Spring 2010
Faculty Focus

synapse: University of Nevada, Reno School of Medicine

Dean Burkin, Ph.D.

Dean Burkin, Ph.D., earned a five-year, $1 million National Institutes of Health grant to study integrin-based therapies for muscular dystrophy. Photo by Laura Levin

The glue that binds

Story by Laura Levin

Dean Burkin, Ph.D., associate professor of pharmacology at the School of Medicine, discovered a potential therapy for the most common form of muscular dystrophy.

"Duchenne Muscular Dystrophy is an X-linked disease (on the X-chromosome) that affects one of 3,500 newborn boys," said Burkin, who also serves as the director of the Nevada Transgenic Center.

"Around 45,000 children suffer from this disease in the United States and European Union."

Children with this genetic disease are diagnosed by five years of age. Many are confined to a wheelchair by their early teens and die in their 20s or 30s from cardiopulmonary failure. There is no effective treatment or cure for this disease, which is caused by mutations in a gene encoding a critical muscle protein called dystrophin.

"Dystrophin is a molecular glue that links the inside of the cell to the extracellular matrix on the outside of the cell," explained Burkin.

"The lack of this glue causes muscle fibers to pull away from each other with progressive use. In these patients, it eventually leads to severe muscle damage."

Muscle cells also have "back-up glue" called alpha7beta1 integrin, which also mediates muscle cell attachment to the extracellular matrix.

Using transgenic mouse technology, Burkin and his colleagues showed increased alpha7beta1 integrin alleviates muscle disease in dystrophic mice.

Researchers at the medical school found a naturally occurring protein in the human body, called laminin-111, that binds to both alpha7beta1 integrin and dystrophin. Treating muscle cells with laminin-111 increased the levels of alpha7beta1 integrin.

Laminin-111 is a major component of the muscle extracellular matrix and is produced during muscle development and in adult kidneys. "Because adults don't produce laminin-111 in their muscles, it can easily be tracked," Burkin said. "And because it occurs naturally in our kidneys, our bodies won’t reject it."

Burkin’s lab tested laminin-111 in mice with muscular dystrophy and found exercise caused muscle damage in the untreated mice, but not in the treated animals.

"This was a significant finding suggesting that laminin-111 was really acting protectively in the muscle to prevent degeneration," said Burkin.
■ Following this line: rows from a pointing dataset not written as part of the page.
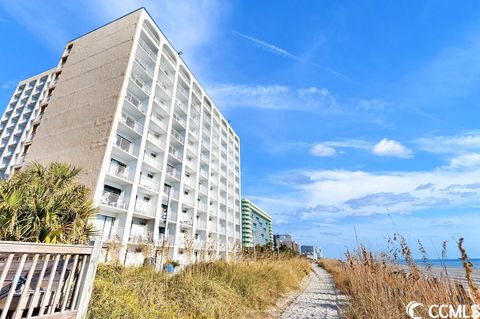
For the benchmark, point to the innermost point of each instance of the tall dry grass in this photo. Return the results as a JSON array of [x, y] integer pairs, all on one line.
[[380, 287], [244, 289]]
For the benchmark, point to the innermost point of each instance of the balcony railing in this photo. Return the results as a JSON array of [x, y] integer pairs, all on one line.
[[125, 145], [165, 87], [118, 170], [176, 154], [113, 200], [144, 66], [141, 84], [186, 219], [181, 105], [145, 208], [149, 183], [135, 102], [157, 118], [131, 123], [173, 172], [182, 91], [166, 73], [157, 140], [178, 136], [147, 49], [180, 120], [153, 161]]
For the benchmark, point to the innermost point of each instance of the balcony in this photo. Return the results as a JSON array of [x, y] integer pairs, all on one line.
[[183, 92], [204, 157], [181, 106], [185, 219], [165, 88], [144, 66], [147, 49], [175, 153], [204, 173], [180, 120], [159, 120], [156, 140], [145, 208], [149, 183], [166, 73], [113, 200], [202, 224], [140, 83], [119, 171], [173, 172], [152, 161], [135, 102], [177, 136], [203, 188], [202, 206], [126, 146], [131, 123]]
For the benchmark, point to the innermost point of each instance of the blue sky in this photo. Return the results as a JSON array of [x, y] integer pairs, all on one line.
[[351, 114]]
The researchers also tracked the protein and were surprised to find it reached all major muscle groups in mice, including the heart and the diaphragm, which are most severely affected in Duchenne patients. Results from these studies were recently published in Proceedings of the National Academy of Science.

"Essentially, laminin-111 reloads the extracellular matrix increasing the levels of the integrin bonding glue and prevents further damage," Burkin said. "This could be developed into a drug for the patients, if the work in the mouse models that we’ve been using translates to human studies."
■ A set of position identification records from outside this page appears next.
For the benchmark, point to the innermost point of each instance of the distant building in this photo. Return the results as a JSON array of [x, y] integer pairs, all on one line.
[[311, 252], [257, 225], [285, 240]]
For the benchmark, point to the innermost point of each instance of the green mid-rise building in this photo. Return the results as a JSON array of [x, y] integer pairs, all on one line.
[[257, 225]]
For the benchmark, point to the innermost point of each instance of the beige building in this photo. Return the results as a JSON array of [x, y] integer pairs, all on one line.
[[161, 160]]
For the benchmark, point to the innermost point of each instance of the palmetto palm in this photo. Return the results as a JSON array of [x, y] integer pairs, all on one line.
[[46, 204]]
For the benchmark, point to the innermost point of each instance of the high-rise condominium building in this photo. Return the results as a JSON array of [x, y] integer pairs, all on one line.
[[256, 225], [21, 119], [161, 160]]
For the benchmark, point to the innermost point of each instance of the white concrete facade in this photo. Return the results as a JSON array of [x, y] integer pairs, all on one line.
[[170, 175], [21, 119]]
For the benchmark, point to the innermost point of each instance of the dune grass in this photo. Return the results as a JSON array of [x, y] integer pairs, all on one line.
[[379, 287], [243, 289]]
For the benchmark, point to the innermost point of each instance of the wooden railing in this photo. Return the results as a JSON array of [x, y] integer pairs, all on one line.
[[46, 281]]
The University of Nevada, Reno recently aligned with Prothelia, Inc. a biopharmaceutical company, to begin making a human version of the laminin-111 for possible clinical trials.

"The next step is to find out how effective laminin is after disease onset. We are currently investigating if laminin-111 protein therapy can reverse the disease’s progress or at least stop it in its tracks after it has already progressed," Burkin said.

Burkin, a New Zealand native, received undergraduate degrees in biology and developmental biology from Victoria University of Wellington, New Zealand.

He completed his doctorate in biochemistry and genetics at the University of Colorado Health Sciences Center and postdoctoral training at Cambridge University, England. He then joined the University of Illinois to complete postdoctoral research before coming to the School of Medicine in 2003.